Backyard fire pits are more popular than ever in recent years.  Fire pits come in all shapes and sizes – popular styles include fire bowls, square, rectangle, or round.  To decide on shape and size consider where the fire pit will be placed and how much space you have around it. Also factor in how it will complement the seating around it.

They can be made from a variety of materials including stone, brick, concrete, copper, steel, or metal as long as the interior has heat-resistant material.  Fire pits can be portable or built-in permanent structures depending on what makes the most sense in your space.

Another key decision is whether to use a natural gas-powered pit or a wood-burning pit? Each has its pros and cons, but one is probably a better fit for your home and lifestyle.

Gas vs Wood Fire Pits: Pros & Cons

Gas Firepits

Cost: $1,000 to $4,000


  • Clean-burning gas
  • Easy to light
  • Less cleanup
  • Continuous running
  • Reduced fire hazards


  • Costs more
  • Gas lines can be a hazard
  • Fuel tanks need storage
  • Fuel tanks can be dangerous
  • Longer installation
  • More expensive installation

Wood Burning Firepits

Cost: $50 to $1,500


  • Less expensive
  • Easier to install
  • Romantic experience
  • Provides more heat


  • Produces soot and smoke
  • Fire-starting is more involved
  • Requires wood storage
  • More difficult to light
  • More cleaning
  • Can be a fire hazard or subject to fire bans

Access to Gas or Wood

For a gas fire pit, the biggest factor is whether you have natural gas hookups, or if natural gas is available in your area to make a gas fire pit feasible.  If not, propane would still be an option, but some people will shy away from it for various reasons.

If natural gas is available in your location, but you don’t have hookups, you’ll need to contact your local utilities to have a line installed. There may be a fee for the installation, and the line will cost between $12 and $25 per foot. Some utility companies will give you a nice discount if you agree to subscribe to their service for a given amount of time.

Alternatively, you can power your gas-lit fire pit with propane. This requires you to replace the propane tank periodically. You will also need to take the time to learn to use it safely, but it’s easy to do. Aside from that consideration, propane is efficient, clean-burning, and affordable to use, just like natural gas.

For wood, consider the access to get firewood in your area or whether you can have it delivered. You’ll also need to consider wood storage at your home and keeping wood dry through rain or snow seasons. Before installing or buying a fire pit, check with your local fire department on any ordinances about having fires at your home.

Wood Burning Fire Pits

The most wonderful thing about a wood-burning fire pit is that anyone can have one for next to no cost. If the frills are not important to you, you can simply dig a hole, line it with heavy stones, and build a campfire in it.

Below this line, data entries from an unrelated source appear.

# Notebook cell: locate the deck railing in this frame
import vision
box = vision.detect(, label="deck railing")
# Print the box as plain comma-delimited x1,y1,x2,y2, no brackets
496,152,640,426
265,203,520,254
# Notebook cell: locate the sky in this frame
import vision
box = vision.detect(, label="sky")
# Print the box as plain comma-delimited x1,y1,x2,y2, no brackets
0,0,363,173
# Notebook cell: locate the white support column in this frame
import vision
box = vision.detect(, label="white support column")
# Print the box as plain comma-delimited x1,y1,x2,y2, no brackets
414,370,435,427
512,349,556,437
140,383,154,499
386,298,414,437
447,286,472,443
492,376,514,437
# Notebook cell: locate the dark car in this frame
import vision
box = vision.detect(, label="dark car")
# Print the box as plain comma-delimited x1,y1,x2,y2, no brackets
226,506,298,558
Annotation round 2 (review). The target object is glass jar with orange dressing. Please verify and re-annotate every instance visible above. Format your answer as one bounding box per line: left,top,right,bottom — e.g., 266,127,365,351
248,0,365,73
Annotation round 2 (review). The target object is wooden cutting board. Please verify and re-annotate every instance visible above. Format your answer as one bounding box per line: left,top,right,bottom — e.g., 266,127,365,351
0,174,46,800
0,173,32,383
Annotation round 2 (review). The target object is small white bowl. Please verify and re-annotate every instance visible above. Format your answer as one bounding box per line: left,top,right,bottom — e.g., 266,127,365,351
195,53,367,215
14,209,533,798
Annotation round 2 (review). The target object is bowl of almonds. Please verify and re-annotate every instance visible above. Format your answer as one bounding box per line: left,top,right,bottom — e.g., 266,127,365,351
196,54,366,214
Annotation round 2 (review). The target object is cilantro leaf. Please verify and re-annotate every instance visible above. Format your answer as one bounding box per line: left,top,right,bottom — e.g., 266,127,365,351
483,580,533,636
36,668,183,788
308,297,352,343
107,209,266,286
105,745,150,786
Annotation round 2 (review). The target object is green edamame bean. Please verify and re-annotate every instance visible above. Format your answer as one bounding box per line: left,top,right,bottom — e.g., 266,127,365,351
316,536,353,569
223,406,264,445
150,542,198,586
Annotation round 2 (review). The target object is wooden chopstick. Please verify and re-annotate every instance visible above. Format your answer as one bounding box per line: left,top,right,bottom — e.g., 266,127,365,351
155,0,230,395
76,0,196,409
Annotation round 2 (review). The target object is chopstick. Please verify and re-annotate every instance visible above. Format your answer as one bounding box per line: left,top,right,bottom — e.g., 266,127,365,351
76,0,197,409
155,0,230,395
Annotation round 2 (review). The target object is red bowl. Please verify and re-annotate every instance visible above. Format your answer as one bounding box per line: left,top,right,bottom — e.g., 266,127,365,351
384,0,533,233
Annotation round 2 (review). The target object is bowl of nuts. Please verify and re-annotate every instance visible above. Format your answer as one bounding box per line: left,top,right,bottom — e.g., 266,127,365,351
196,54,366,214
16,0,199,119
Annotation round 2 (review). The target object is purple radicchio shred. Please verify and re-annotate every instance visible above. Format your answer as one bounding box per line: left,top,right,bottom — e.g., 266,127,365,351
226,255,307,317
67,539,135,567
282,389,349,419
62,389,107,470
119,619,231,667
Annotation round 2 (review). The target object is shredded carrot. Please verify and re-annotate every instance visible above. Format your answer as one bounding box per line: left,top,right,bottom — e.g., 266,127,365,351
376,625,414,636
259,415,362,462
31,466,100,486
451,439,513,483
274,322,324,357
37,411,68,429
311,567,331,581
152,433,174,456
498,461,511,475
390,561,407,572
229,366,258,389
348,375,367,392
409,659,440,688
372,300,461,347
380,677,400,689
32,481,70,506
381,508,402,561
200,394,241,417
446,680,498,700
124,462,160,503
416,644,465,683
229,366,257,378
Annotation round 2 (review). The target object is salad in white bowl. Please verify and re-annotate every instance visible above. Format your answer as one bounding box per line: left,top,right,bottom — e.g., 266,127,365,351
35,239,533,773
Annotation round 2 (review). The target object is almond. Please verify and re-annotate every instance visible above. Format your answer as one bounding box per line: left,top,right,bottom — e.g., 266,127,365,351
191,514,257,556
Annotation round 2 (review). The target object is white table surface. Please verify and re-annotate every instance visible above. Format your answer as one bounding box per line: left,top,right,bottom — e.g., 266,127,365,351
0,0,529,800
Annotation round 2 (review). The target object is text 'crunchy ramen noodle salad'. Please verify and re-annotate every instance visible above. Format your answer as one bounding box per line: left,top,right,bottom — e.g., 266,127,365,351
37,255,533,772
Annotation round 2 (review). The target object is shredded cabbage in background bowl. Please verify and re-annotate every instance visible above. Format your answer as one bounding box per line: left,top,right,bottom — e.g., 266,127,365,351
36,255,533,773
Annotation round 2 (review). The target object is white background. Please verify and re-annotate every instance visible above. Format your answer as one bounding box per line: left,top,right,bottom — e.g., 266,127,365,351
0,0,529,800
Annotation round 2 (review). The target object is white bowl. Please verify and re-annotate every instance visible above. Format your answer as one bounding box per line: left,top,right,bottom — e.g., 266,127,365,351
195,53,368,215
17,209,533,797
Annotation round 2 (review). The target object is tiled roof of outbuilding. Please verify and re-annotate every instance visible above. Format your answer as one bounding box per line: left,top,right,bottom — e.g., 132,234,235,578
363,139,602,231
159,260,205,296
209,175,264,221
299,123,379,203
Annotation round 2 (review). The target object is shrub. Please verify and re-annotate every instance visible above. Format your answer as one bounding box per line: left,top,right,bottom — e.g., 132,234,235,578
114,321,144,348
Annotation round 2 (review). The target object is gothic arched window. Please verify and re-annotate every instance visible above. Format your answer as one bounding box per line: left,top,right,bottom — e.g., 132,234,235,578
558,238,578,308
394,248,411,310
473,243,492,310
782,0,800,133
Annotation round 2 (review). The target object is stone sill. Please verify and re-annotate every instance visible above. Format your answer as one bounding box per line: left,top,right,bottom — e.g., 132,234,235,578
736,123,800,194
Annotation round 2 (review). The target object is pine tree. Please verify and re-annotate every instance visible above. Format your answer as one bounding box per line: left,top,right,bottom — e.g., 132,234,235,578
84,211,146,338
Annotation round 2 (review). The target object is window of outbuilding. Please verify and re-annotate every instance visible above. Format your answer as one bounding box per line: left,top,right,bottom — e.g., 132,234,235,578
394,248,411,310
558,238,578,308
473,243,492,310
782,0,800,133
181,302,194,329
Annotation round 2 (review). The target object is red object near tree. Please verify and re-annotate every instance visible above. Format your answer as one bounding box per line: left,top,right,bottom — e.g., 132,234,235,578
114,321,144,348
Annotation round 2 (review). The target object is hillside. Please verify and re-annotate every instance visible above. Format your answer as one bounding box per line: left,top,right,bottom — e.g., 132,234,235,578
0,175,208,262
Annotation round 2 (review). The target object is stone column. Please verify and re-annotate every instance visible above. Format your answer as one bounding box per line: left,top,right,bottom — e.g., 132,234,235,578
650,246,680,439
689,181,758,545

If you want to get started right away and you’re a handy type, you can make your own fire pit.

However, for a bit more of an investment, you can have a portable or permanent fire pit that will last for years, and provide many hours of enjoyment.

A good, old-fashioned wood-burning firepit will deliver the wonderful sounds, smells, and flickering firelight that everyone naturally loves.  Another advantage of wood-burning fire pits is that wood burns hotter so it provides more heat.  If you have cold evenings and staying warm is a factor to enjoying the outdoors, that might be a consideration.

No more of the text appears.